What Deevid AI’s text-to-video actually does
Deevid is not a single model with a text box bolted on. It’s an aggregator: one interface that routes your prompt to one of 14+ video models — Sora 2, Google Veo 3.1, Kling, Pika, Seedance, Haiper and more. When you generate from text, you’re really doing two things at once: writing a description and choosing which engine renders it.
That matters because the same prompt produces very different results on different models. A cinematic tracking shot that looks gorgeous on Veo can come out stiff on a lighter model — and cost a fraction of the credits in the process. Most “Deevid is inconsistent” complaints are really “I used the wrong model for the shot.” We’ll fix that below.
The other thing to understand up front: text-to-video is best for net-new scenes you can describe — a product spinning on a pedestal, a drone shot over a coastline, an animated character walking through a city.
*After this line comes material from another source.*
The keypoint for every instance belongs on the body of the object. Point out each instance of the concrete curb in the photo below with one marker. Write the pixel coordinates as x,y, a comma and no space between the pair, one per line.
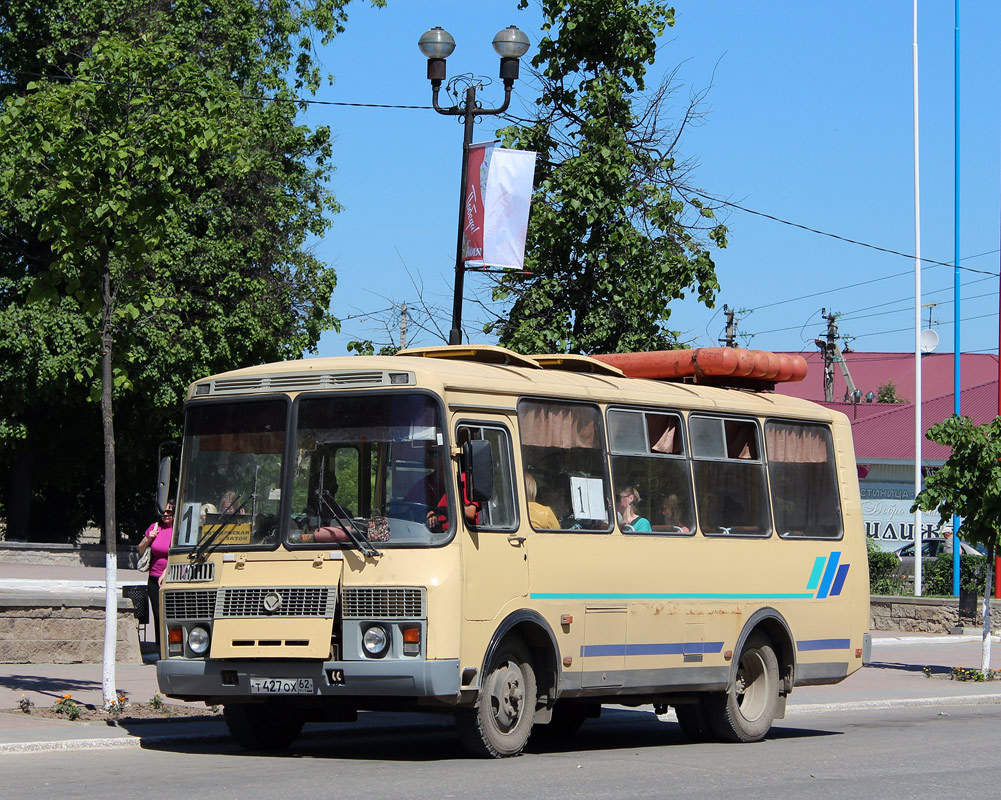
108,743
137,742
If you already have a still image you want to animate, image-to-video gives you far more control, and we cover that in a separate walkthrough.
Before you start: account, credits and models
You need a free account and an understanding of how credits work, because every generation — successful or not — spends them.

Here’s the honest version of the economics. The free tier gives you a small batch of one-time credits to evaluate output — but exports are watermarked and not licensed for commercial use. The Lite plan at $10/month (200 credits, ~40 videos) is the first tier that gives you clean, owned output. Pro at $25/month (600 credits) adds 1080p plus bundled AI music and voice. Premium at $119/month (3,000 credits) is for high-volume work.
The practical takeaway: test on the free credits, then bill monthly before annual. We explain why in our honest take on whether Deevid AI is legit — the no-refund policy makes “try before you commit” non-negotiable.
Step-by-step: your first text-to-video
Here’s the official Deevid walkthrough for the text-to-video tool, then the steps written out so you can follow along without rewatching:
Step 1: Open the text-to-video tool
From the dashboard, choose Text to Video (or describe what you want in the Agent prompt bar and let it route you). You’ll get a prompt field, a model selector, and controls for duration, aspect ratio and resolution.
Step 2: Write a prompt the model can follow
This is where the result is won or lost. A weak prompt — “a cat in a city” — gives the model total freedom, which means it invents everything and you get a coin-flip. A strong prompt reads like a single shot description:
Close-up, slow dolly-in on a ginger cat sitting on a neon-lit Tokyo fire escape at night, rain falling, shallow depth of field, cinematic, 35mm.
Notice the structure: subject → action → setting → camera → lighting → style. You’re not writing a story; you’re describing one continuous shot. Keep it to a single scene — if you want a sequence, generate each shot separately and stitch them.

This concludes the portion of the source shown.